そしてメイン水源に到着。標高1,500m付近か。

倒木の下に何かある。上から見ると「おっ!ヤマブシタケか?」と思ったがサンゴハリタケ(ヒダナシタケ目サンゴハリタケ科)の方だった。ヤマブシタケは薬効が高く、近年注目のキノコである。サンゴハリタケはそうでも無いみたい。


  


ここのハコネサンショウウオを観察していると何かの卵が出てきた。岩魚の卵ではないかと思う。しかし、ネットで調べると岩魚の卵であれば白く濁った卵は死んでしまった卵であるという。とりあえず動かした石を戻しておいた。

イワナ飼育日記↓
http://www.asahi-net.or.jp/~PP8T-TZK/siikunikki.htm

採れたてのナラタケ、チャナメムツタケ、シロナメムツタケ、ヌメリスギタケモドキで作った味噌汁とバター炒めをおかずにし、おにぎりをほおばる。
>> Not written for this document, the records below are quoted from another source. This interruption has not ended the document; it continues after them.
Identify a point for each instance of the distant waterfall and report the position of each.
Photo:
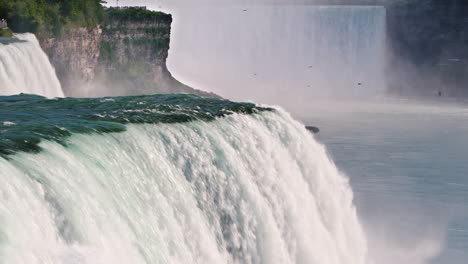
(281, 54)
(25, 68)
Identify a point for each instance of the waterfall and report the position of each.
(244, 189)
(25, 68)
(285, 54)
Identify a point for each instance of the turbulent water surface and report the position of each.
(407, 162)
(168, 179)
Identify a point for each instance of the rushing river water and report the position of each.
(408, 166)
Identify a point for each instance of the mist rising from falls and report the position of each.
(242, 189)
(281, 54)
(25, 68)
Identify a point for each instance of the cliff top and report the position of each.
(136, 14)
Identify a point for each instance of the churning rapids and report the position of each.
(168, 179)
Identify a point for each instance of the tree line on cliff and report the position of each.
(51, 16)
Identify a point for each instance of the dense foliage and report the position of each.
(137, 14)
(51, 15)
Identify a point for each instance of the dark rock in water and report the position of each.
(313, 129)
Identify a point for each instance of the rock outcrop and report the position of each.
(125, 56)
(428, 40)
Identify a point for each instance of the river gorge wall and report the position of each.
(124, 56)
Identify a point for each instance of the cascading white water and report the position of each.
(241, 189)
(25, 68)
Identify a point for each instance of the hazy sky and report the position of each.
(286, 55)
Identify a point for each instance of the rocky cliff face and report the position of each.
(428, 41)
(75, 57)
(123, 57)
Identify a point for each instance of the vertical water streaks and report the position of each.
(242, 189)
(25, 68)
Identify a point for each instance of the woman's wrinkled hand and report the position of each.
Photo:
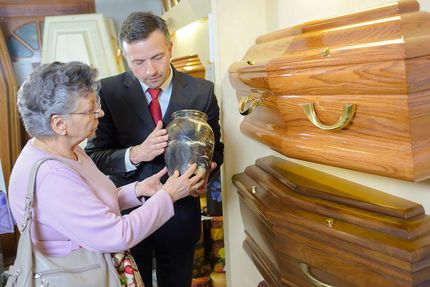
(180, 186)
(149, 186)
帰ってから本格的にキノコ料理に取り掛かるが、久々の料理はうまくいかず、友人のウッチーに助けを借りてようやく食べ物らしいものを作ることができた。天麩羅、醤油炒め…中でもヌメリツバタケモドキ(キシメジ科)とシロナメムツタケのおろしあえは絶品だった。

そして本当はブナの実をナッツにして飲もうとしていたが採れなかったのでもう一つのナッツ、ツノハシバミを楽しんだが、果実を包む総苞をむく時に微小なとげが手に刺さって大変だった。